Trop « d’histoires » dans ce pays !
Il ne se passe pas un seul jour, un seul iota, que le commun des mortels Congolais soit surpris, dans la matinée ou tard la nuit, par un « dossier » qui sort souvent de l’ordinaire. Un « topo » qui ne fait que surcharger leur vécu quotidien, leurs us et coutumes déjà entamées par une ribambelle de problèmes socio-économiques qui leur collent à la peau.
Laissés à la merci de la Compradore mieux nantie, joufflue financière et adultérine sentimentale, les Congolais dont la survie et la vie sont au plus bas de l’échelle, ne comprennent plus ce que leur arrivent et les surprennent chaque jour qui passe.
Si ce ne sont pas des prétendus pasteurs qui assouvissent leurs bas instincts sur des mineures d’âge et autres dévergondées sexuelles, et dont les abus sexuelles sont balancés sur les réseaux sociaux, le Congolais vit chaque jour des scènes de bagarre où les pugilistes se rouent de coups en pleine rue, nus comme des verres de terre, les parties intimes à la merci des « voyeurs » et d’autres hordes de badauds intéressés de la scène, se rinçant bien l’œil à chaque épisode. Bien entendu, sous les applaudissements et les regards intéressés des spectateurs.

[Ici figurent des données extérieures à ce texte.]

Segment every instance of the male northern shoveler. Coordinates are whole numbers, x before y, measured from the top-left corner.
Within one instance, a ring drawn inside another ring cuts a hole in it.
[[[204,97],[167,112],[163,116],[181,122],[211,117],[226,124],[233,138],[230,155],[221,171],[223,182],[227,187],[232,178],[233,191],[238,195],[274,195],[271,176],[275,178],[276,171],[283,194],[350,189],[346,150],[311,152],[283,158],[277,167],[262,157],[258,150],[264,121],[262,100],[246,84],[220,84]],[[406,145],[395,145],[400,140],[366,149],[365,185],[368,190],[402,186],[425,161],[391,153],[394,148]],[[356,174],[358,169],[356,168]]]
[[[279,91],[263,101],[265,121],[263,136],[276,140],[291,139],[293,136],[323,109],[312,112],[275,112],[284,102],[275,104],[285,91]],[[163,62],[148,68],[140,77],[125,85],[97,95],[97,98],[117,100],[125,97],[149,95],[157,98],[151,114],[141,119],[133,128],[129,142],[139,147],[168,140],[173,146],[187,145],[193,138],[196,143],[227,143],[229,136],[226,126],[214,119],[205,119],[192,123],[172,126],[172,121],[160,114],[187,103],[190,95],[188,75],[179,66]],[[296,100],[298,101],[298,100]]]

Dans un autre registre, dans les milieux officiels où politique rime avec économie, des « topos », dignes de films Westerns s’y organisent à cœur joie ! Des détournements spectaculaires des fonds publics s’y opèrent allègrement pour « préparer » l’avenir. Car, « on ne sait jamais ». Profitant de l’adage qui dit : « on bat le fer quand il est chaud », ces aventuriers profiteurs de deniers publics étonnent plus qu’ils se concrétionnent, tant leurs actes sont et restent impunis, aidés par leurs complices étrangleurs de l’avenir socio-économique des Congolais.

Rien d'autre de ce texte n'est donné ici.